A painter shows us a painting of what looks like an abstract paint splatter. Perhaps we see that there are dark colors and light colors and that each color follows a hidden pattern. We can't tell what it means. Maybe it has something to do with the spectrum or something else entirely. We can't tell because we were never meant to know. Maybe what the artist really intended us to see was that the dark colored splatters mean sadness and the light colored splatters mean happiness. They all intermingle into the weave of life, all doing their part to create a beautiful picture... The painted provides us with a platform, and lets our own imaginations do the rest.
When I was younger, I went to a zoo in San Diego.
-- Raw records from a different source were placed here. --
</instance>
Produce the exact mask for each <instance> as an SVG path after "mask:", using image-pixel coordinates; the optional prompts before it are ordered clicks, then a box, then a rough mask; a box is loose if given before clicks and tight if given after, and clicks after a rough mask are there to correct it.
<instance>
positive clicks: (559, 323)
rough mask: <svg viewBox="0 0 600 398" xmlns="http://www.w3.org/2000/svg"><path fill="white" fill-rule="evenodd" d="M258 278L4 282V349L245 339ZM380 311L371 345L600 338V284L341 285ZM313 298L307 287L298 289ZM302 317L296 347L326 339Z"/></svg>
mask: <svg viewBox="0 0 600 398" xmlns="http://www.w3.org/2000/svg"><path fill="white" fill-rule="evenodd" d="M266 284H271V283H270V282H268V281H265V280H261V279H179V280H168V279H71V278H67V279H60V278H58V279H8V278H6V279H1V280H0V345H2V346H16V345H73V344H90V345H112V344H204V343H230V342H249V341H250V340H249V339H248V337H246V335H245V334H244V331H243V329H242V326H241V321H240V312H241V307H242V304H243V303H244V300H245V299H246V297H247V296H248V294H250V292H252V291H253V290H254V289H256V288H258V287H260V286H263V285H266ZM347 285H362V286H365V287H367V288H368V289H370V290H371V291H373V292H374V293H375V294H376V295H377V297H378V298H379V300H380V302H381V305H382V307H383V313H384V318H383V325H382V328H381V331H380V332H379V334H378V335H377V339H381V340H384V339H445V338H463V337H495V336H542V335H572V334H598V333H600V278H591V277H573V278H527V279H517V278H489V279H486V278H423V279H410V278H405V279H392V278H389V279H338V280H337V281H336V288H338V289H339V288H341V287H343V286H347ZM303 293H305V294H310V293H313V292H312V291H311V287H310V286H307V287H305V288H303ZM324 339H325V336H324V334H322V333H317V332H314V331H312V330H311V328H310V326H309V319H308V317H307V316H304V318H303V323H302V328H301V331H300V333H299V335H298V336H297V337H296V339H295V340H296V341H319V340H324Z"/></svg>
There was this man talking about pandas, putting on a little show. He has a blank canvass and a palate with different colors of paint on it. He doesn't say what he is doing as he starts splattering paint on the canvass while he talks about pandas. By the time he is done giving us all the boring details about these animals he is also done splattering paint. He asks the crowd what we see. It just looks like a bunch of black, white and green paint thrown on a canvass. Then he flips the canvass upside down. The picture reveals a panda bear eating bamboo. My childhood wonder thought that was the coolest thing ever. And I wanted to be an artist, however, painting was never my thing; I found art in a different way. I paint my thoughts on stark white paper with these annoying black letters. I describe what I want the reader to see.
As the observers we never really know what the artist is intending. It could be a simple picture of rain depicted through music. Or maybe paint splatters that don't have a real meaning on the outside, but dig deeper and there is something beautiful.
Writer's have a way with words, a way of "photographing" their thoughts for others to peer into and read. They have this burning desire to put words on paper. Creativity isn't meant to boil inside one's soul for eternity. We all have our own ways of getting it out. And that's what makes you an artist. Perhaps it really is just explosions of ink on paper. And that's okay.
All you have to do is write. All you have to do is paint. All you have to do is play the song, or sing. You can fix terrible, but you can't fix nonexistent.